Il faudra aussi parfois faire preuve d’indulgence.
Pour éviter les incompréhensions et/ou les conflits, n’hésitez pas à communiquer avec votre entourage sur ce qu’il vous arrive. N’oubliez pas qu’ils ne savent pas ce que vous avez affronté ni ce que vous vivez encore aujourd’hui. Il est difficile aussi pour eux de se positionner et d’accompagner des personnes qui vivent quelque chose qui nous dépasse. Et c’est surtout valable pour le cancer qui est bien plus qu’une maladie organique à affronter.
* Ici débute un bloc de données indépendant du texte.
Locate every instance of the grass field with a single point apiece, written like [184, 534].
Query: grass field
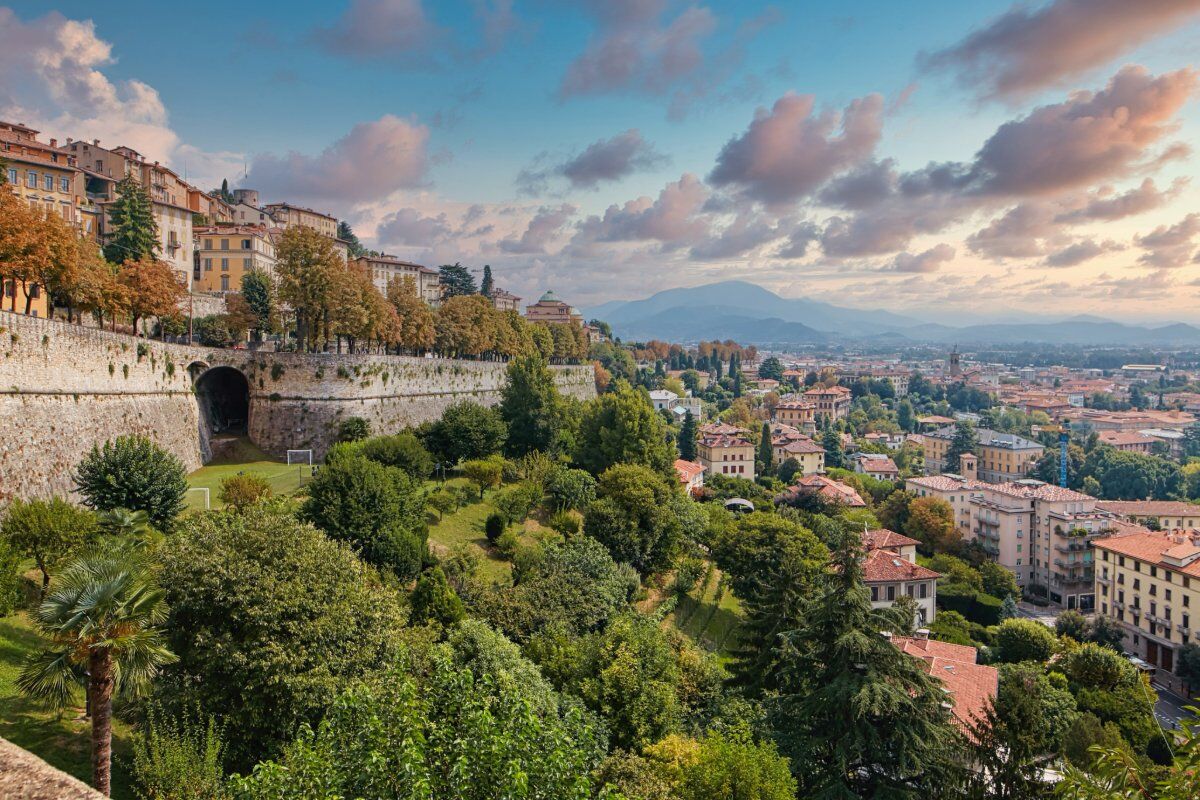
[64, 740]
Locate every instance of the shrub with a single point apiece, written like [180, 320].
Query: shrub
[133, 473]
[244, 489]
[495, 527]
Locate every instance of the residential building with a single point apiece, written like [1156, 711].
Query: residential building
[1001, 456]
[970, 686]
[691, 475]
[385, 269]
[225, 254]
[891, 571]
[726, 453]
[833, 402]
[550, 308]
[1155, 513]
[1149, 581]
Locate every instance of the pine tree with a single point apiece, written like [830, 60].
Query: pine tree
[863, 717]
[688, 433]
[135, 233]
[766, 452]
[487, 286]
[965, 441]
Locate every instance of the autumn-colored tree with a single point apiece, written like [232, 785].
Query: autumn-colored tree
[153, 289]
[414, 316]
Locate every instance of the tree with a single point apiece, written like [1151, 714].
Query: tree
[433, 732]
[378, 510]
[636, 517]
[435, 601]
[1024, 639]
[133, 473]
[965, 441]
[484, 473]
[456, 280]
[133, 233]
[271, 649]
[688, 434]
[151, 288]
[622, 427]
[531, 407]
[839, 673]
[102, 615]
[47, 531]
[467, 431]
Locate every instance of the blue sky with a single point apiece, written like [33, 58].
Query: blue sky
[417, 120]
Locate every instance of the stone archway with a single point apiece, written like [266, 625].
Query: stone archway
[222, 395]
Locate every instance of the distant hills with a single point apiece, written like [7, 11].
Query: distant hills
[748, 313]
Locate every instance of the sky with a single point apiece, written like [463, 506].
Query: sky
[957, 161]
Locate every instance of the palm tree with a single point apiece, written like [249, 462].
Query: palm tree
[101, 617]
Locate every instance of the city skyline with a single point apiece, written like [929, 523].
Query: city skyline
[958, 158]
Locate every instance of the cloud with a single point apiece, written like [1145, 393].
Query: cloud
[1030, 48]
[636, 48]
[789, 152]
[1080, 252]
[923, 263]
[1170, 246]
[606, 160]
[369, 163]
[541, 230]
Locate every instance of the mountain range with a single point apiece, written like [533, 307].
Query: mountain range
[750, 314]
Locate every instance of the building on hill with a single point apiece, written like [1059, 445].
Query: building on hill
[970, 686]
[1001, 456]
[225, 254]
[833, 402]
[891, 571]
[384, 269]
[1149, 581]
[1155, 513]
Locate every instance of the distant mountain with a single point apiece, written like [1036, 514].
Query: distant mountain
[750, 314]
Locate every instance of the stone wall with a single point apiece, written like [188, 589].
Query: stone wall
[64, 388]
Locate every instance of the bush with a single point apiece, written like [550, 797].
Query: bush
[353, 428]
[495, 525]
[244, 489]
[402, 451]
[133, 473]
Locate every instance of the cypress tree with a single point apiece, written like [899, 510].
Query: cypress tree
[135, 233]
[688, 433]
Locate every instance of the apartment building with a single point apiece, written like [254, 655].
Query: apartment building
[833, 402]
[1149, 581]
[225, 254]
[891, 571]
[385, 269]
[1001, 456]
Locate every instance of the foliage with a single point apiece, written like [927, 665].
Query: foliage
[402, 451]
[47, 531]
[133, 473]
[240, 491]
[442, 733]
[273, 648]
[435, 601]
[378, 510]
[636, 516]
[467, 431]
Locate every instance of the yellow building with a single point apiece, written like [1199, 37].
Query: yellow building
[227, 253]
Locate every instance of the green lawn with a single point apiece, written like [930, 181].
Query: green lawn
[244, 457]
[61, 739]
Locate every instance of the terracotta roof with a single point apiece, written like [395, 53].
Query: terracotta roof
[1150, 507]
[885, 539]
[883, 566]
[971, 685]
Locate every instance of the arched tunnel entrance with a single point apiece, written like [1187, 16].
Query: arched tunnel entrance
[223, 397]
Expliquez où vous en êtes par rapport à la maladie et à la rémission et surtout pourquoi ce n’est pas comme avant, ce qui reviendra et ce qui ne reviendra pas. N’ayez pas peur de dire que vous n’êtes pas prêt à faire ou refaire certaines activités. Soyez être honnête sur vos capacités physiques et émotionnelles mais également sur vos peurs et vos besoins. Cela aidera vos proches à se positionner et à savoir comment être là pour vous dans une juste mesure (sans être absents ou au contraire surprotecteurs).
La vie de couple
Le couple peut avoir été délaissé voire malmené durant les traitements contre un cancer. La vie de couple se retrouve chamboulée du jour au lendemain pour se réorganiser autour de la maladie. Il faut maintenant apprendre à se redécouvrir autrement que dans la maladie. Réinventer une nouvelle intimité. Cela passe d’abord par la communication. Une communication bienveillante est essentielle pour apprendre à retrouver sa place au sein du couple, pour partager ses sentiments ou ses besoins et surtout pour voir avec le regard de l’autre.
Et après ?
Réinventer sa vie
Nous l’avons vu tout au long de cet article, il y a bien un avant et un après cancer. Tant sur le plan physique, que social ou encore émotionnel. Votre vie a changé et il faut maintenant la réinventer pour pouvoir avancer tranquillement et planifier un avenir un peu plus chantant. Pour reprendre l’expression du Dr Patrick Ben Soussan – Responsable de l’Unité de Psychologie Clinique de l’Institut Paoli-Calmettes « Il s’agira de donner une nouvelle allure à votre vie » .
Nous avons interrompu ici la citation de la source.